Is it okay to translate a long paragraph with many sentences without doing anything else?

I used PyOpenNMT and when I tried to translate a longer paragraph, it just put out a limited long predictions with so much things lost, so I am not sure if is it okay to translate a long paragraph with many sentences without doing anything else ?

I noticed only a added in the end of training data.


If you trained your model on single sentences, you need to do that for translation also.

Oh, thank you for your timely response. This solved part of my doubt, but still like in we could input any length input, and get a well output, so my question is how to predict a long paragraph. I believe this is not just training problem, I am not sure if it is possible to just add some BOS and EOS in some part of paragraph with context vectors to make a long translation.

Just split it into sentences.

Splitting is not easy like, should I split by a comma or a period, and I think this could lose many information.

There are several sentence splitters out there. For example NLTK has a PunktSentenceTokenizer.

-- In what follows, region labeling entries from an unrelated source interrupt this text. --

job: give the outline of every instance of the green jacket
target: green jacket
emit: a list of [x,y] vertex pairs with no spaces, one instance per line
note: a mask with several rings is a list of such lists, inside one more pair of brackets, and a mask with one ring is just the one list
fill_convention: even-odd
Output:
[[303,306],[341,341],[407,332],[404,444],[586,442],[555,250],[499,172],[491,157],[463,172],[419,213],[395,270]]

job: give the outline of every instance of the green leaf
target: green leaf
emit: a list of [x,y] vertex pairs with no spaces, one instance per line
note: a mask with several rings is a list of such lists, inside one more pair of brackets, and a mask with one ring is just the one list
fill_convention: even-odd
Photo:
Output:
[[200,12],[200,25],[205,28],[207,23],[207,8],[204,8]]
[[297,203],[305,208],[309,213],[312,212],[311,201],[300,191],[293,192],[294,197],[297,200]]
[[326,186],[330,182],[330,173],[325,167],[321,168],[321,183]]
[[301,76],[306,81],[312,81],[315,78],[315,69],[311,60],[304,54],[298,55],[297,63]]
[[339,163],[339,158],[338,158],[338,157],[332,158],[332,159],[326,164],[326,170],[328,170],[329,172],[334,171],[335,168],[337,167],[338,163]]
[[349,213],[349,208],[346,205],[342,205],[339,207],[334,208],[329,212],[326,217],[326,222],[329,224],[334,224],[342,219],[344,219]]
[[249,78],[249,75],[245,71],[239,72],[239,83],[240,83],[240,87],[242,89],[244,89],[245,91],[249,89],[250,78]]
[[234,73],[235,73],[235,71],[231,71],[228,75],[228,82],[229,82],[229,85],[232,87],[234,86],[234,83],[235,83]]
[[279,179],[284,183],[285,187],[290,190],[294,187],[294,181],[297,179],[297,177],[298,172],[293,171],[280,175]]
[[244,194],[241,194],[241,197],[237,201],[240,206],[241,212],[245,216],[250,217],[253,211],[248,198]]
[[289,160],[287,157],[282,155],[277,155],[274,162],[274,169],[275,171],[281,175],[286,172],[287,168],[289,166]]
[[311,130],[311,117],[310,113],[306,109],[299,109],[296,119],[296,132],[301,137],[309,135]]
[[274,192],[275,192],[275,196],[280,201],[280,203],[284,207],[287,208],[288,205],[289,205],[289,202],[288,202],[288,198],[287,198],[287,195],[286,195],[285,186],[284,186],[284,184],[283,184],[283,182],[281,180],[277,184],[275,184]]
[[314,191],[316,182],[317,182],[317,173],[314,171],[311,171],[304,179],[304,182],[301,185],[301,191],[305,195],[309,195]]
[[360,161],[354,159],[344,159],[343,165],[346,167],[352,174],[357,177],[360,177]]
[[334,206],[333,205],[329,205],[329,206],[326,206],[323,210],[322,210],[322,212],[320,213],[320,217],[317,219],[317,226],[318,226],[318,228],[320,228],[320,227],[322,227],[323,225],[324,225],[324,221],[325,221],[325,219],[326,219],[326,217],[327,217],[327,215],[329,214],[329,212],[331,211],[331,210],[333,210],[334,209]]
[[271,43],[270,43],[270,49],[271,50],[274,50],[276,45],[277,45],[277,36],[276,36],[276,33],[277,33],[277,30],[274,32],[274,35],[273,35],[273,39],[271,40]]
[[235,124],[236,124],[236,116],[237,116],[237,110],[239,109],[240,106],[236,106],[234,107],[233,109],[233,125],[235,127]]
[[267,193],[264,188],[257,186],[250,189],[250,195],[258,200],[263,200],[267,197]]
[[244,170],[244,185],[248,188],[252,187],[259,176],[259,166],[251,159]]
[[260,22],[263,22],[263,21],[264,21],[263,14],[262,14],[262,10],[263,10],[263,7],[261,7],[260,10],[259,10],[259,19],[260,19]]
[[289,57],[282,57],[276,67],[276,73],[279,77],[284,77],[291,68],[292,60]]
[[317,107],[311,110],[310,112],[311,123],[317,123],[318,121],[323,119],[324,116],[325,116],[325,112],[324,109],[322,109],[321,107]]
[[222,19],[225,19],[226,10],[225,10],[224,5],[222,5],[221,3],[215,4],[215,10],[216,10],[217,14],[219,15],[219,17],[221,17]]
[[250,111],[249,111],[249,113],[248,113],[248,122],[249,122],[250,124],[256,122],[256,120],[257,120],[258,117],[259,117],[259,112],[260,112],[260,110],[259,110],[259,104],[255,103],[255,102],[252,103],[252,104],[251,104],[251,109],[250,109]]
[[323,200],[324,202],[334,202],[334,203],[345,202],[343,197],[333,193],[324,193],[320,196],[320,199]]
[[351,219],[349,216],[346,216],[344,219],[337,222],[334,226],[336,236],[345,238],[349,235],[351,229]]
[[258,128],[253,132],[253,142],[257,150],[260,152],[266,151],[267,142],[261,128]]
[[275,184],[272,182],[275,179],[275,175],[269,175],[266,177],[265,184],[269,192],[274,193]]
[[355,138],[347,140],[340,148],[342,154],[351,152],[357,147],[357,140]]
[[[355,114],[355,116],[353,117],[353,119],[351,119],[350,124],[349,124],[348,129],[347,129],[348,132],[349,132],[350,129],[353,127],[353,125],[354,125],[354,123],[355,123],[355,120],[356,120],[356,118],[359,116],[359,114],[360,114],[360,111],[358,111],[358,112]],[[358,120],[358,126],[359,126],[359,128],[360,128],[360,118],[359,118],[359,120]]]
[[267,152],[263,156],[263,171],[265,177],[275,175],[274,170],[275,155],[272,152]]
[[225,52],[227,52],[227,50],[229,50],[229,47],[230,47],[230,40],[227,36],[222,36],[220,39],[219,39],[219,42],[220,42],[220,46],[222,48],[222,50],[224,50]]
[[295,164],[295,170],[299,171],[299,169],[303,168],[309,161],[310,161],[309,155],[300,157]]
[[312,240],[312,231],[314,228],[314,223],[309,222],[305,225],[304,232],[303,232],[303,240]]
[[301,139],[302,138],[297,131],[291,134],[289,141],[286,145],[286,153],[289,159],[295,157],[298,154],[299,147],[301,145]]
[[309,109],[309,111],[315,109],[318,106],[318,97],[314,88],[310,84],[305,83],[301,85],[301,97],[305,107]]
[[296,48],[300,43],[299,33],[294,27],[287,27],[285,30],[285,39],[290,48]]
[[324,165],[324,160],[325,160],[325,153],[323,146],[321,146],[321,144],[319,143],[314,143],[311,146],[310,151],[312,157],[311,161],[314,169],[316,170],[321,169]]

The general rule is that you should process your inference data the same way as the training data.


Nice answers. So do you think the reason my models had a limited output because of the limited length of my model input ? Because I always had a limited output like about 20 Chinese characters with whatever the single input sentence length is.

Hard to tell. It depends on your training data, how well your model is trained, etc.

The main point of this thread is that the model will behave incorrectly when feeding a paragraph instead of a single sentence (assuming it was trained on single sentences).

I agree. Thanks.